Former Clemson All-American kicker and punter Chris Gardocki played for a lot of different head coaches during his 16-year NFL career, such as Mike Ditka and Dave Wannstedt with the Chicago Bears from 1991-94, Jim Mora with the Indianapolis Colts in 1998, Butch Davis with the Cleveland Browns from 2001-03 and Bill Cowher with the Pittsburgh Steelers from 2004-06.
But it was Gardocki’s first head coach at Clemson in 1988 and 1989, Danny Ford, that perhaps made the biggest impact on his life.
Gardocki, who was inducted into the South Carolina Athletic Hall of Fame on Monday, reflected on how Ford helped shape him into the player he was and the person he is today.
“I loved it. One of my best experiences of any,” Gardocki said of playing for Ford. “I played for a bunch of head coaches in the NFL as well, and then two at Clemson with Ken Hatfield. But Danny was great. He was a father figure to me and probably a lot of players. … He’s a guy you can go to a bar, sit down and have a beer with. He’s like that off the field, and on the field, he was just a great mentor for me and I can’t appreciate him more than I do.”
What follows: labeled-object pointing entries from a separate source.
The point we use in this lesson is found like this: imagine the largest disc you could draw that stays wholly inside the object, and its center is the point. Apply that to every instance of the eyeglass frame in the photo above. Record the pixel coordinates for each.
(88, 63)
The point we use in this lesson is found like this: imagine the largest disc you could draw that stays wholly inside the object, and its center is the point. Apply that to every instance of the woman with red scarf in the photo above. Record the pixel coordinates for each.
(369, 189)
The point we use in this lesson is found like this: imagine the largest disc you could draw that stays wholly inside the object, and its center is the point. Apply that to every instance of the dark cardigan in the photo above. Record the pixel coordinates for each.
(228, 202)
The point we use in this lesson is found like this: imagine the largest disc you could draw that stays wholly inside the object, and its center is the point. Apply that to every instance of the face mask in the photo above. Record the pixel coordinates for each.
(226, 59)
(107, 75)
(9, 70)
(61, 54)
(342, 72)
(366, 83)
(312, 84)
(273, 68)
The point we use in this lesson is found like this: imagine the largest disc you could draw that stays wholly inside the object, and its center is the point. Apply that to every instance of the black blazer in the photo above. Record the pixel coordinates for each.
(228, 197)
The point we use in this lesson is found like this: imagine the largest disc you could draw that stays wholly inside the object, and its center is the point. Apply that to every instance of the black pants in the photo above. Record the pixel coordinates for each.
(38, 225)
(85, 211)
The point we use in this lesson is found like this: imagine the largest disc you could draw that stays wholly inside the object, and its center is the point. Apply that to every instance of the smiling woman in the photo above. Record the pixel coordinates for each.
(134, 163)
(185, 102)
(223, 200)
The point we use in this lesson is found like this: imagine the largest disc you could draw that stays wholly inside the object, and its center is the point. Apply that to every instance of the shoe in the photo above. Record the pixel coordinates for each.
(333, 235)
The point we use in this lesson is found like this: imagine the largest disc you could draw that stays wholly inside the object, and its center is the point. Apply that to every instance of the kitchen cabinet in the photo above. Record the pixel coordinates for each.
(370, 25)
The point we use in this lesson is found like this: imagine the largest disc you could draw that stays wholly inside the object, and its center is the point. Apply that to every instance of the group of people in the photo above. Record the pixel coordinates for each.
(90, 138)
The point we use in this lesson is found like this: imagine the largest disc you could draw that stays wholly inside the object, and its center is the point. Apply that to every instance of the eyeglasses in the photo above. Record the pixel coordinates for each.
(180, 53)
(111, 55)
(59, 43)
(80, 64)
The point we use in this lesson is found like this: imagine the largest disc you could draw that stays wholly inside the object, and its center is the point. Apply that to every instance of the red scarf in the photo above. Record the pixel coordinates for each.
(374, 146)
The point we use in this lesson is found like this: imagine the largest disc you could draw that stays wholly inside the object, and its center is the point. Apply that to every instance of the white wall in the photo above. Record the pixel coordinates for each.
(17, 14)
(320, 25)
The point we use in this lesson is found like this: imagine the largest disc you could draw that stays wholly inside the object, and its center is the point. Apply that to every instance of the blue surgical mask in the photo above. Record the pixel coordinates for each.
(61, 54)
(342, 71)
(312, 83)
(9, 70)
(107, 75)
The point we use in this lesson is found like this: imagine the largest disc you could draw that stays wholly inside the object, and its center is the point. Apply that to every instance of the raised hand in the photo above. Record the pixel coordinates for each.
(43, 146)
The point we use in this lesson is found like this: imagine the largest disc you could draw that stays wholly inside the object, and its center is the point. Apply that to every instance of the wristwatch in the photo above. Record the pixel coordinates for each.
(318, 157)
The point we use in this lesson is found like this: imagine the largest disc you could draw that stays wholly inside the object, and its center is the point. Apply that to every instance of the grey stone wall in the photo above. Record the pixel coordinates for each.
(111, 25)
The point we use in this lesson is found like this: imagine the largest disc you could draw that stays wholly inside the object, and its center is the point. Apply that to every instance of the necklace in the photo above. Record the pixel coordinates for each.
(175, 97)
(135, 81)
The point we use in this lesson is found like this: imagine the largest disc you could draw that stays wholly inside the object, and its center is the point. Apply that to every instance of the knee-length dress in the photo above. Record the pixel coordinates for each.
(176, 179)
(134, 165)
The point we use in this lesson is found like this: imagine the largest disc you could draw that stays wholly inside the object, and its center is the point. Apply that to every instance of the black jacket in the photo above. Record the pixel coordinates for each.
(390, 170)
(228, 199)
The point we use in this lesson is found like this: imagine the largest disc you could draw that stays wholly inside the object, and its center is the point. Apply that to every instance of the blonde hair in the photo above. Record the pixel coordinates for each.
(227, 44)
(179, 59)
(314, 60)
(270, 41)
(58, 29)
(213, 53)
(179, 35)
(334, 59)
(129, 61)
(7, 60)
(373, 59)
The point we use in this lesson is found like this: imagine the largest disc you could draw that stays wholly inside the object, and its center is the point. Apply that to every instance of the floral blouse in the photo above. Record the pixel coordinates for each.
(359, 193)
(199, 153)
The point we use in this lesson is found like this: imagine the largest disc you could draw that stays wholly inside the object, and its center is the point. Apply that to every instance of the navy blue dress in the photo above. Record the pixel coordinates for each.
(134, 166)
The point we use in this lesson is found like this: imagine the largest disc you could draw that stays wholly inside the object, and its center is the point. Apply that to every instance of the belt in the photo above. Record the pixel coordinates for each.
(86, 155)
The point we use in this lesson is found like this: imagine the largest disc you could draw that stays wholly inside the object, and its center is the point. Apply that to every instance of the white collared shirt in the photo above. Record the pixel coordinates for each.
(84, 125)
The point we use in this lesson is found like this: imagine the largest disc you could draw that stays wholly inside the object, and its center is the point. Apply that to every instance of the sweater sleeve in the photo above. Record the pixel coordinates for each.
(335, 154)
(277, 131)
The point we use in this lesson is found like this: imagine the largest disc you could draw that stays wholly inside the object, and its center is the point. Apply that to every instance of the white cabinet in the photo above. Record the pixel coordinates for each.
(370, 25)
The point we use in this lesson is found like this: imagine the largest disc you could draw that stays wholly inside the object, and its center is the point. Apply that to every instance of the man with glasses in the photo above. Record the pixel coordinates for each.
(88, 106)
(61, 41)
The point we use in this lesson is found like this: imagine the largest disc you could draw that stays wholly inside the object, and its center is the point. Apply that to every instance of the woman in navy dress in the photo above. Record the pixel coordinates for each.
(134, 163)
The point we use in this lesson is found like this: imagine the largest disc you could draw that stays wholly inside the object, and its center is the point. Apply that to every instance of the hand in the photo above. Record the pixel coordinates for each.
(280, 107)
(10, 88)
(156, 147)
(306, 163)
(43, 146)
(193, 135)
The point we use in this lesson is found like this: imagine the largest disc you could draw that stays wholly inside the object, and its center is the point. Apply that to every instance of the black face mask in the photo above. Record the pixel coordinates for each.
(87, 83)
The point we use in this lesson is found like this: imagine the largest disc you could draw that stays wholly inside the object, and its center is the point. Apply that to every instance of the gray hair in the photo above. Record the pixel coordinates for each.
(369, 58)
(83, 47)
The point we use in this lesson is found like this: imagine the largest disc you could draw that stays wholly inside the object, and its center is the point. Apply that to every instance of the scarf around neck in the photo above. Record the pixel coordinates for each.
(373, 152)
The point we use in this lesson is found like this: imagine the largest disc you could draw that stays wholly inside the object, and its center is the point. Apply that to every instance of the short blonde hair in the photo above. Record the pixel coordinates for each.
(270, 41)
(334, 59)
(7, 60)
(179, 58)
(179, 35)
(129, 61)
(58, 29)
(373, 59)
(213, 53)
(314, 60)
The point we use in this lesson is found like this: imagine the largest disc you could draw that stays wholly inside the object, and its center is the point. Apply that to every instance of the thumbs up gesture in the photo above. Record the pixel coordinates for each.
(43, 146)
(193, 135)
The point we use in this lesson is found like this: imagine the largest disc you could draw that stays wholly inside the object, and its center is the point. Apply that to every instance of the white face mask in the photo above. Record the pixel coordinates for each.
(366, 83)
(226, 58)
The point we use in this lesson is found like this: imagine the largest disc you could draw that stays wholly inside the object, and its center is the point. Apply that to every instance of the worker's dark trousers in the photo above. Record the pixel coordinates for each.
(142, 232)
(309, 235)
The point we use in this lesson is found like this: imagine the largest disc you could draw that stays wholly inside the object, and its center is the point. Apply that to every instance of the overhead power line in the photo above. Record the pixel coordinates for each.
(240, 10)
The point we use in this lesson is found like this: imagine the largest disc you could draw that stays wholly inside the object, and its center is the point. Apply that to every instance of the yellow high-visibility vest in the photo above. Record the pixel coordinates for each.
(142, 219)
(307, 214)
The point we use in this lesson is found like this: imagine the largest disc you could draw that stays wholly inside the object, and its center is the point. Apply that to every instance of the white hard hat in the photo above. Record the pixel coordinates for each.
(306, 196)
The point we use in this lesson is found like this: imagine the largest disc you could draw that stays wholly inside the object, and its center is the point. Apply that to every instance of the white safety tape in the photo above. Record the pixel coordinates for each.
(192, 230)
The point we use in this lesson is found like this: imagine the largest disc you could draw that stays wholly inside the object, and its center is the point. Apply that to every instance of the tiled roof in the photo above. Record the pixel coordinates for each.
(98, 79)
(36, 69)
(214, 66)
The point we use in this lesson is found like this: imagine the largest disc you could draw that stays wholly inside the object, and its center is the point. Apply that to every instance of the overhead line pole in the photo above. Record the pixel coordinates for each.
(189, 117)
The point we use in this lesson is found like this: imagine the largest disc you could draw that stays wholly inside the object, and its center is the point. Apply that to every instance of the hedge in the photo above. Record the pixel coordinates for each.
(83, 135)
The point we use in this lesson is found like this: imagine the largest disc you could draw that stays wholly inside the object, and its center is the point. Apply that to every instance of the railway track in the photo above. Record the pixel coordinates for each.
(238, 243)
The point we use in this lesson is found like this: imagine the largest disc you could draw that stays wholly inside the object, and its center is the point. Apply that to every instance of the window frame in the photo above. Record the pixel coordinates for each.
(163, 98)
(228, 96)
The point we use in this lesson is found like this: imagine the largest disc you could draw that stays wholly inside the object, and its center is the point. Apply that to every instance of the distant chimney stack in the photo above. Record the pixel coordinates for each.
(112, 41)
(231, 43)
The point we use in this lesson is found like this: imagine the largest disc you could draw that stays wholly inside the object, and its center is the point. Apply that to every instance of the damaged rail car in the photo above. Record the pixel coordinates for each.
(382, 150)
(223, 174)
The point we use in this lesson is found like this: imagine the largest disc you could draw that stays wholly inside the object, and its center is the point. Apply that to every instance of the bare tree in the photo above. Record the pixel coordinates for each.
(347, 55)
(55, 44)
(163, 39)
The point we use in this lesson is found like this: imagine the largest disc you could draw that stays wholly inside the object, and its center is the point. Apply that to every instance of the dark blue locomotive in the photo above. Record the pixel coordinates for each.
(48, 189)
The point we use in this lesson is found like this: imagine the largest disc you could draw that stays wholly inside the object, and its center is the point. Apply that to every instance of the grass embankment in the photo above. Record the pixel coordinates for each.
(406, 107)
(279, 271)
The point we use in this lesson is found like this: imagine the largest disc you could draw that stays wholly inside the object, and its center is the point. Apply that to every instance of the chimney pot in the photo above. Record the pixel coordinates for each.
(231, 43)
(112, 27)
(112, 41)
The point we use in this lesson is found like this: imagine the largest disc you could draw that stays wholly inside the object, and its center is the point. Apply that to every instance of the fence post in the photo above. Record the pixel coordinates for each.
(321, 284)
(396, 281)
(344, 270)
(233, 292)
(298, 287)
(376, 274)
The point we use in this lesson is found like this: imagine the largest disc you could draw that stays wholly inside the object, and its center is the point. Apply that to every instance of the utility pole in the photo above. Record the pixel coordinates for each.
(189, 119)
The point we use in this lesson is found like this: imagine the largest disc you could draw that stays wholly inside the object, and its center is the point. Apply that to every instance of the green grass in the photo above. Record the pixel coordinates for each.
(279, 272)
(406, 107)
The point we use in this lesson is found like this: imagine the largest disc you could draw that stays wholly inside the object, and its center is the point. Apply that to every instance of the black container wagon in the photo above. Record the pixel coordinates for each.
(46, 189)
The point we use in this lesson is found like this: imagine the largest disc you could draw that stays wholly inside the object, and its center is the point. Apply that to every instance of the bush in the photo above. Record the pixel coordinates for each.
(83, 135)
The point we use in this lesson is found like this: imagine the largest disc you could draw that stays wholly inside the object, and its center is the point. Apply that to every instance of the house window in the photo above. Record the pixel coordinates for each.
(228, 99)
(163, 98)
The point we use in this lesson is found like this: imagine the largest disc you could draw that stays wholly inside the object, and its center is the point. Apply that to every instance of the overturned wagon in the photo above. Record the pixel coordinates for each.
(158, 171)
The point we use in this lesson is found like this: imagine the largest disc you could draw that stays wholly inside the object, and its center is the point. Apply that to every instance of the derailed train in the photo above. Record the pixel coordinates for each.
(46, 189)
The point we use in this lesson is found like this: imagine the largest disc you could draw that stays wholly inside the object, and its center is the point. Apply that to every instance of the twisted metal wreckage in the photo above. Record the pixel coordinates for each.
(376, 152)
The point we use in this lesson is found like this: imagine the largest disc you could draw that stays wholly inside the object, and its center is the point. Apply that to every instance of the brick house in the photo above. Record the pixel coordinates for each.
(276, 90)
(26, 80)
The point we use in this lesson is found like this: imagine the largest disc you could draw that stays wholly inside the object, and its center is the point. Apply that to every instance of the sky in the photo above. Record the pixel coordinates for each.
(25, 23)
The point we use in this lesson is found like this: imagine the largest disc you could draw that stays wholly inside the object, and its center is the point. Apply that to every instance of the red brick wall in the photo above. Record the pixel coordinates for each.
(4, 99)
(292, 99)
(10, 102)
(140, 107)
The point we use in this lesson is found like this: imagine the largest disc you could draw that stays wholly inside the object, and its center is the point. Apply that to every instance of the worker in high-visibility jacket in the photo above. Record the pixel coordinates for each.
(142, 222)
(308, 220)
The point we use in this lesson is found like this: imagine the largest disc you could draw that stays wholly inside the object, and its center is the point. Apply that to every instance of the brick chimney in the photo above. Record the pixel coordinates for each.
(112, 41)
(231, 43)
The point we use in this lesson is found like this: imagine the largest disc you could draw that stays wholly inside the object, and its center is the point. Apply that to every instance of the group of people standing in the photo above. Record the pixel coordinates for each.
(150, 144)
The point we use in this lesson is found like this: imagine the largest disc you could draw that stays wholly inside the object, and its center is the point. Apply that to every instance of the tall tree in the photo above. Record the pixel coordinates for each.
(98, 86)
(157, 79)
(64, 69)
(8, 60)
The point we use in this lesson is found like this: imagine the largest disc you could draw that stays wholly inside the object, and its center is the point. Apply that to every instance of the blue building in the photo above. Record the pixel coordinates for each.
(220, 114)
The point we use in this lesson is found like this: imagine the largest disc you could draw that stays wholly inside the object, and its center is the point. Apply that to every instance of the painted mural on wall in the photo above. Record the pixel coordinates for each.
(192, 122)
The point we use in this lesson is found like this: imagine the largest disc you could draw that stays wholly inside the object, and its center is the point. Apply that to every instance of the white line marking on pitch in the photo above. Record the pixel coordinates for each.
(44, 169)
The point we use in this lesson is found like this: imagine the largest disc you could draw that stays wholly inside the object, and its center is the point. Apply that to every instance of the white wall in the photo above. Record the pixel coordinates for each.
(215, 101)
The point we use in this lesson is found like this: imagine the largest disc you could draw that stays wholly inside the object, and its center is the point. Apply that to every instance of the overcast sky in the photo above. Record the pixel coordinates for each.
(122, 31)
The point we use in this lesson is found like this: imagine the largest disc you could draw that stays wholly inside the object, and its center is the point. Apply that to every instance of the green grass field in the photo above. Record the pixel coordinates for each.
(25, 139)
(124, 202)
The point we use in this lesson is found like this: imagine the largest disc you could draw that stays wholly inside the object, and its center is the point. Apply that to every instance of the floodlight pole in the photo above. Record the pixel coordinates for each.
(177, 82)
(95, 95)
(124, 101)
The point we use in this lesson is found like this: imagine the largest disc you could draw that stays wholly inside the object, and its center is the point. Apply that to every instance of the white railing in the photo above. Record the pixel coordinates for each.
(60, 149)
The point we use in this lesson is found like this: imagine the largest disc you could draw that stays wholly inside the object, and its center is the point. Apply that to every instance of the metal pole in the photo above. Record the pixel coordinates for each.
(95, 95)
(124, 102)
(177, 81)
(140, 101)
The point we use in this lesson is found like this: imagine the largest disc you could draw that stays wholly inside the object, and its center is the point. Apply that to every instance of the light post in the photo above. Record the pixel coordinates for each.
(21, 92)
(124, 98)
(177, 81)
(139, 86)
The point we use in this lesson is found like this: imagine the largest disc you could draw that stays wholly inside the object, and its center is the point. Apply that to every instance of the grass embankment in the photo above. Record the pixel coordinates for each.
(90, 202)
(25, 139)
Fast forward to the present, and Gardocki is paying close attention to the Dabo Swinney era of Clemson football.
Since taking over as Clemson’s head coach in 2008, Swinney has amassed a 116-30 (.795) record in 11 seasons (10 full seasons) while leading the Tigers to five ACC Championships, eight consecutive 10-or-more-win seasons from 2011-2018, and two of the last three National Championships.
As gaudy as Swinney’s resume is, Gardocki is even more impressed by the culture that Swinney has created at Clemson and the type of character he helps instill in his players.
“I think what’s more impressive than anything, you see what kind of kids Clemson recruits and Dabo recruits,” Gardocki said. “I knew from the start that he’s special. Obviously everybody knows it now, but back then, those guys stuck with him through the rough times because they saw what he was building and the kind of young men he brings in.
“And I think that’s what I’m more proud of. The wins are great, but seeing these kids come out of Clemson… Because they’re not all going to be lucky enough to play pro football, but what kind of young men they bring into Clemson really makes Clemson what it is – a bunch of great people and great young men, and he’s done a phenomenal job.”